Let's delve into the key concepts and information presented in the article:
1. Overview of tf.reshape
Function:
- Purpose: The
tf.reshape
function is used to reshape a given tensor while preserving the order and total number of elements within it. - Syntax:
tf.reshape(tensor, shape, name=None)
- Parameters:
tensor
: Input tensor to be reshaped.shape
: Desired shape of the output tensor.name
: Optional string parameter providing a name for the operation.

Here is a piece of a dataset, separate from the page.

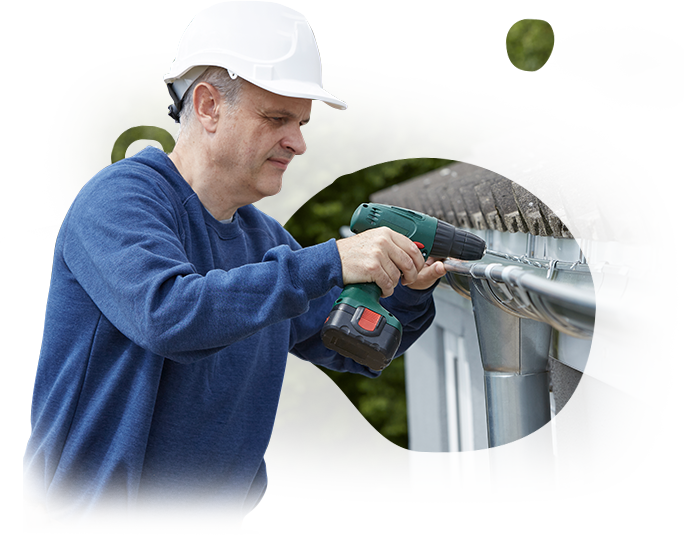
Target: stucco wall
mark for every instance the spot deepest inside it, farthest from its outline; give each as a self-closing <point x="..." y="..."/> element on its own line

2. Examples and Demonstrations:
- The article provides several examples to illustrate the functionality of
tf.reshape
.- Reshaping a tensor
t1
from shape[2, 3]
to a flattened shape[6]
. - Reshaping a flattened tensor
t2
back to shape[3, 2]
. - Demonstrating that
tf.reshape
doesn't change the order or total elements in the tensor, optimizing performance by reusing the underlying data buffer. - Handling cases where the requested shape is incompatible, resulting in a
InvalidArgumentError
. - Demonstrating the use of
tf.transpose
for rearranging dimensions.
- Reshaping a tensor
3. Handling Special Cases with -1
:
- If one component of the
shape
parameter is-1
, TensorFlow automatically computes the size of that dimension to maintain a constant total size. - Examples include flattening a tensor to 1-D using
shape=[-1]
and using-1
to infer the size of a dimension.
4. Flattening and Inferring Shapes:
- The article demonstrates flattening a tensor with various shapes, including using
-1
to infer dimensions. - Examples include flattening a 3x3 tensor to a 1-D array and inferring shapes such as
[2, -1]
,[-1, 9]
, and[2, -1, 3]
.
5. Function Outputs and Type Compatibility:
- The output of
tf.reshape
is a tensor with the same data type as the input tensor. - The function returns a tensor with the specified shape while maintaining the order of elements.
6. Error Handling:
- The article demonstrates error handling, showing that attempting to reshape a tensor into an incompatible shape raises an
InvalidArgumentError
.
In conclusion, the tf.reshape
function is a versatile tool for reshaping tensors in TensorFlow, allowing for flexibility in manipulating data structures. The provided examples cover a range of scenarios, showcasing the depth of understanding and practical application of tensor manipulation.